Ballard, for those that know not, was a writer from the late 60s onward, with his “masterpieces” trickling out in the 70s and 80s. More than anything has Ballard taught me of the grotesque possibilities for literature, and how it is in that grotesqueness that life itself is perhaps most aptly captured. The two novels of his I’ve read are good examples: Crash centers around a group of people in LA who have developed sexual fetishes towards car crashes. They enjoy masturbating while driving recklessly on the highway and (brace yourselves) having sex in the multiple crash wounds that they accumulated. High-Rise details a high-rise apartment gone wrong, wherein its inhabitants resort to tribal warfare, cannibalism and all-out savagery as the story progresses. The inciting factor is when certain utilities in the high-rise disengage, which leads to a complete break-down in humanity. Neither are very pretty tales; Ballard has a fascination with taking modern environments, spinning them on their axis, and creating these fables to expose the grotesque underbellies.
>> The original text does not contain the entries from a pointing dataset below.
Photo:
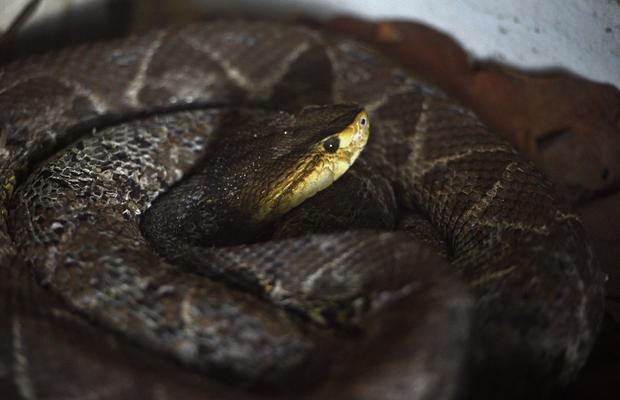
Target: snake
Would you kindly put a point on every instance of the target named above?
(246, 208)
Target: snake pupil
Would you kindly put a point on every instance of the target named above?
(331, 144)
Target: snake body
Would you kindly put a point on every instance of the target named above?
(132, 118)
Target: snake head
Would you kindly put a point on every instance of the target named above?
(330, 139)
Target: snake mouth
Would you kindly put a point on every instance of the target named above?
(321, 166)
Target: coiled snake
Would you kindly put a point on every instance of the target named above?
(338, 297)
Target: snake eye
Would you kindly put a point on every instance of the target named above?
(331, 144)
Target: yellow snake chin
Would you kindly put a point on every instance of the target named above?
(319, 169)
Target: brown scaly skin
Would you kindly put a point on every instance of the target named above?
(75, 222)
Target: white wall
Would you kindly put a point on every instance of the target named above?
(582, 36)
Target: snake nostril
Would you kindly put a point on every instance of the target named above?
(605, 173)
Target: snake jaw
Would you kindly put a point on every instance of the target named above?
(318, 170)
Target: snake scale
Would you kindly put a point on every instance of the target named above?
(457, 268)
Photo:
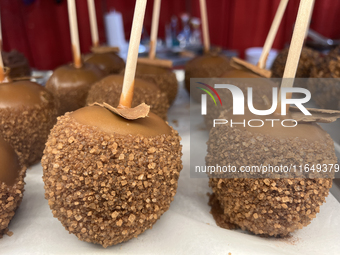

The writing is almost hypnotic in the amount of detail, the lack of dialogue; it penetrates to a depth I am as disgusted with as I am engrossed.
Joseph Conrad – Books I’ve read: Heart of Darkness.
Though it is Conrad, the mighty Conrad, that I find the most disturbing writer I’ve ever encountered. Yet I’ve only read one of his books, and it is a tiny one, the measly Heart of Darkness. Though to speak of that book: It may be wee in size, yet its themes and passages still haunt me to this day. Whenever I am in a situation I find disturbing, whether socially or otherwise, I think back to Conrad, and the truths he exposed in that novella, the “horror” he wrote of, that is imbedded in every human mind and interaction. I feel almost frightened to read his other works, since I’ve heard they are even more extensive and intense. Though, to digress, there is an optimistic side I found in reading Heart of Darkness – I remember taking a break from it, and going for a walk outside. The mellow August sun was setting, and I saw how very beautiful everything looked. I then realized how in reading about something truly ghastly, it makes me realize how happy my own life is, how thankful I should be. Though it was likely not his intent, Conrad has given me that realization about life among many, many others.
Honorable mentions: Cormac McCarthy, Anthony Burgess, Lewis Carroll, William Burroughs, Steven King, William Gibson.